18th century Presbyterian commentator Albert Barnes writes:
The plural form of the sentence raises the question, With whom took he counsel on this occasion? Was it with himself, and does he here simply use the plural of majesty?…
…We have no ground, therefore, for transferring it to the style of the heavenly King. Was it with certain other intelligent beings in existence before man that he took counsel? This supposition cannot be admitted; because the expression “let us make” is an invitation to create, which is an incommunicable attribute of the Eternal One, and because the phrases, “our image, our likeness,” when transferred into the third person of narrative, become “his image, the image of God,” and thus limit the pronouns to God himself. Does the plurality, then, point to a plurality of attributes in the divine nature? This cannot be, because a plurality of qualities exists in everything, without at all leading to the application of the plural number to the individual, and because such a plurality does not warrant the expression, “let us make.” Only a plurality of persons can justify the phrase. Hence, we are forced to conclude that the plural pronoun indicates a plurality of persons or hypostases in the Divine Being.

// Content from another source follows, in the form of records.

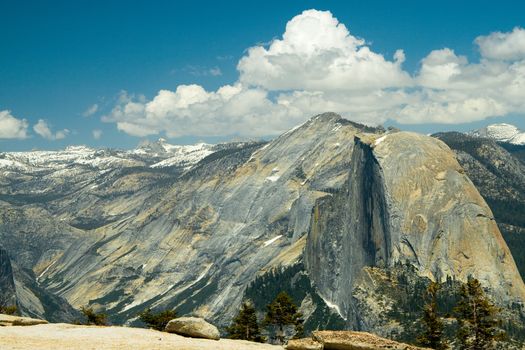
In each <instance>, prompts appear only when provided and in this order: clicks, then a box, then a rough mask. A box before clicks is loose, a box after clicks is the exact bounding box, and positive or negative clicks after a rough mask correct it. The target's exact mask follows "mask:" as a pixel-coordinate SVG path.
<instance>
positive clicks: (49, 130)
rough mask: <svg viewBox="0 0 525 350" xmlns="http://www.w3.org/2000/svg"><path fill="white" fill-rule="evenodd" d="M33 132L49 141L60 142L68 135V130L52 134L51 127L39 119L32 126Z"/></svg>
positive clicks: (59, 131)
mask: <svg viewBox="0 0 525 350" xmlns="http://www.w3.org/2000/svg"><path fill="white" fill-rule="evenodd" d="M33 130H34V131H35V132H36V133H37V134H38V135H40V136H41V137H43V138H45V139H46V140H51V141H54V140H62V139H64V138H66V136H67V135H68V134H69V130H68V129H63V130H59V131H57V132H53V131H52V130H51V127H50V126H49V125H48V124H47V122H46V121H45V120H44V119H39V120H38V123H36V124H35V125H33Z"/></svg>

What Barnes does here is connect the dots using the Bible. That’s all well and good thousands of years after the fact, but would a person alive at the time of the writing of Genesis conclude that “let us make man in our image” referred to the triune God of the Christian New Testament? Of course not. He would have, based on the polytheistic culture of the day, concluded there were multiple Gods involved in the creation of man. (and the same argument can me made for Genesis 3:22)
The Bible is the glue that holds the Christian church together. However, if we can not trust it to get the God question right can we really trust anything else it says? If we can not trust its teaching on the light of creation or the light of conscience should we really believe that the Bible is God’s (whoever he is) divine revelation to humanity?